5. Separating any of the family appears to be neither in the bests interest of Joan and Michael nor a realistic proposition given the relative ages of all the children and their current educational situation and dependency on their parents. The respondent therefore accepts it inexorably follows the whole family should be granted leave to remain in the United Kingdom.
6. Accordingly, in light of the above, the respondent makes no further specific submission in relation to the issue of the appellants' other qualifying child - Michael John - and whether or not it would be reasonable for him to leave the United Kingdom.'
Mr.
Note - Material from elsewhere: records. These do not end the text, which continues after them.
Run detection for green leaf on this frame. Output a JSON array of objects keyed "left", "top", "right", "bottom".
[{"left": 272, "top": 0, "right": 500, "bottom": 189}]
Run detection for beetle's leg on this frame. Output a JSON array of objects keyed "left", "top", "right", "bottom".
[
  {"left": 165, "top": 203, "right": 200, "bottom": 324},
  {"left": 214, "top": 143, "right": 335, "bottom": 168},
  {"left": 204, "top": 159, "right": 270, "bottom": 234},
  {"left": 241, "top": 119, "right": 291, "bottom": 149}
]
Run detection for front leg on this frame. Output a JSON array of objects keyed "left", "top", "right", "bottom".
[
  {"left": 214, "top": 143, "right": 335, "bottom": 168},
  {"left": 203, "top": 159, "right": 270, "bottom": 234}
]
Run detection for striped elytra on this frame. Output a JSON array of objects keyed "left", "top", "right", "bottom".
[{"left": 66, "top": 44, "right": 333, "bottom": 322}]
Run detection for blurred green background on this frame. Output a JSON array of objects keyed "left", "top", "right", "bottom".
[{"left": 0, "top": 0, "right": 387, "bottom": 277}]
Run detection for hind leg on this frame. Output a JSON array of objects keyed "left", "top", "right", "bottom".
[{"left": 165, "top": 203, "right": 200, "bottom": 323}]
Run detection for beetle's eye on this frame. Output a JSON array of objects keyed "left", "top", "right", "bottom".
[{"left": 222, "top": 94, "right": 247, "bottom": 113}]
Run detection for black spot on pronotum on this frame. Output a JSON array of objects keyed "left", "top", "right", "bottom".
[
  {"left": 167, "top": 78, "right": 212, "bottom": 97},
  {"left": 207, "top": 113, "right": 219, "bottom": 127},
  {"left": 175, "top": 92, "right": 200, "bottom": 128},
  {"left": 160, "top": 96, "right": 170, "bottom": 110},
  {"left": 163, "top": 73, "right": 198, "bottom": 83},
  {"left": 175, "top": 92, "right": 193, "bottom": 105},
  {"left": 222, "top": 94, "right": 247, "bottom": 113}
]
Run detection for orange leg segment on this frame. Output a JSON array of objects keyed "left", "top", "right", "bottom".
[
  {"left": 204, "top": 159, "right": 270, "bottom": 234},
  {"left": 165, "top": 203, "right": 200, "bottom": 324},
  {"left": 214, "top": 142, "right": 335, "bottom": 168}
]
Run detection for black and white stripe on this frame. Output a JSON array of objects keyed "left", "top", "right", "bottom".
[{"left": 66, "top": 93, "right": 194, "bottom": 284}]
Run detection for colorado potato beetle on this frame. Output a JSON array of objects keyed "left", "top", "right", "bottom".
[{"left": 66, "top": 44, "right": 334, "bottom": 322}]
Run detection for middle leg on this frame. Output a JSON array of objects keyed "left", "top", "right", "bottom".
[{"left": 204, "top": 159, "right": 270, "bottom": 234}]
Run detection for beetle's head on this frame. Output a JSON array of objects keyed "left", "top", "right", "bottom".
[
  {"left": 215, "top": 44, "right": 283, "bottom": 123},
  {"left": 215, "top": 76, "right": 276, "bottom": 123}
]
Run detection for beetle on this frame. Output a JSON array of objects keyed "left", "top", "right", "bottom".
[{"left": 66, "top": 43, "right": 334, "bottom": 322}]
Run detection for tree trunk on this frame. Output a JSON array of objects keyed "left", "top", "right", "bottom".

Karim confirmed on instruction that the appellants were content to accept that their appeal was successful on article 8 grounds in light of the respondent's concession.
I record Mr. Kotas' assurance on behalf of the respondent that the appellants and their four children will be granted leave to remain. I observe that the mechanics of such grants are a matter for the respondent and not this Tribunal.
I take this opportunity to thank both Mr. Kotas and Mr. Karim for the help they provided during the course of the hearing.
Notice of Decision
The decision of the First-tier Tribunal involved the making of a material error on a point of law and was set aside pursuant to section 12(2)(a) of the Tribunals, Courts and Enforcement Act 2007.
The decision is remade.
The appellant's appeals are allowed on human rights (article 8) grounds.
Signed: D O'Callaghan
Upper Tribunal Judge O'Callaghan
Date: 11 August 2021
TO THE RESPONDENT
Fees were paid by both appellants.
The appellants were successful consequent to the serving of a section 120 notice in July 2021. In the circumstances, the respondent acted reasonably when making her decision in September 2021 and so no fee award is made.